‘Sexting’ teens: decriminalising young people’s sexual practices

By Danielle Tyson, Monash University; Amy Shields Dobson, Monash University, and Mary Lou Rasmussen, Monash University.

Cases of teenagers “sexting” each other have recently provoked panicked responses by media, parents, educators and policy makers in Australia. Now a Victorian parliamentary inquiry into the practice has been told it’s better to use discretionary powers to deal with sexting cases rather than new laws.

“Sexting” can mean the creating, sharing, sending or posting of sexually explicit messages images or videos via the internet, mobile phones or other electronic devices. There’s growing concern among parents of young people and others in the legal and wider community about the appropriateness of criminalising sexting for youth.

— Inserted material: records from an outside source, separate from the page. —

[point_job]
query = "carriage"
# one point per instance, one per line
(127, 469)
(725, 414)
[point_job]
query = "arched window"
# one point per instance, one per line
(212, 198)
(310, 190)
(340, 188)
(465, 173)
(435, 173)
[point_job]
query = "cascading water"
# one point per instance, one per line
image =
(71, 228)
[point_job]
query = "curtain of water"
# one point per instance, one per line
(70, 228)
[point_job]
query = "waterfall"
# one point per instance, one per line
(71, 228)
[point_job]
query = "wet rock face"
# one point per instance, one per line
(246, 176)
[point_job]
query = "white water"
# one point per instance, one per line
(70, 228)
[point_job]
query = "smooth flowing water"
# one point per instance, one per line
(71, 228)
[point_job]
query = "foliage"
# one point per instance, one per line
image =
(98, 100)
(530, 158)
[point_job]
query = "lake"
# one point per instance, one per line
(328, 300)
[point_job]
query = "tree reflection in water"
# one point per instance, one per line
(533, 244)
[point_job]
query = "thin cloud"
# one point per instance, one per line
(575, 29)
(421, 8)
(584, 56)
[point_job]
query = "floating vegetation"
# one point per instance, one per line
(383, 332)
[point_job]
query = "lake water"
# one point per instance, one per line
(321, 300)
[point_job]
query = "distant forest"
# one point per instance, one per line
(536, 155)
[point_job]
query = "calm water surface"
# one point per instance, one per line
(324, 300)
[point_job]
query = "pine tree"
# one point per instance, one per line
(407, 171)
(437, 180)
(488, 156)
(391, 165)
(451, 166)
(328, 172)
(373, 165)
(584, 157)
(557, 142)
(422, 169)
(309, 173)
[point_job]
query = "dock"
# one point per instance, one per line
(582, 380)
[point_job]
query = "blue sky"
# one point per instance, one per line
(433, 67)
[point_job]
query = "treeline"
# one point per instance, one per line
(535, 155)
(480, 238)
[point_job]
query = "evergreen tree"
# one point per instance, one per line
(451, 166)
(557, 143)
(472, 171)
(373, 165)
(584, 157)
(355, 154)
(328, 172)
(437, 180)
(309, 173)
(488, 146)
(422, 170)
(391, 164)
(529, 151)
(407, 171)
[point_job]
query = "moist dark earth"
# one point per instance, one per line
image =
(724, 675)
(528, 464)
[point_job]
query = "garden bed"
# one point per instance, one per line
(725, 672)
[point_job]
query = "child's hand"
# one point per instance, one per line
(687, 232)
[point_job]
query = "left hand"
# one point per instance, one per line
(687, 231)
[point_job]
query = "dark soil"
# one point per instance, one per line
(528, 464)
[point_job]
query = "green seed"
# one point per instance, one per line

While the age of criminal responsibility varies from state to state, Australian children and teens who engage in sexting practices run the risk of being prosecuted under child pornography laws. They can face severe sanctions.

And once young people are classified as sex offenders, they face long-term consequences, such as having their careers curtailed. Clearly its not in the public interest when such outcomes are the result of consensual sexual activity.

Sexting and the law

The law currently fails to distinguish between consensual and non-consensual sexting. Consensual sexting is when a minor takes a sexually explicit image of her or himself and sends it to someone else. In such instances, it’s clear that no one is harmed or assaulted when the photograph is taken. Nor is anyone hurt when it is initially transmitted to its willing recipient.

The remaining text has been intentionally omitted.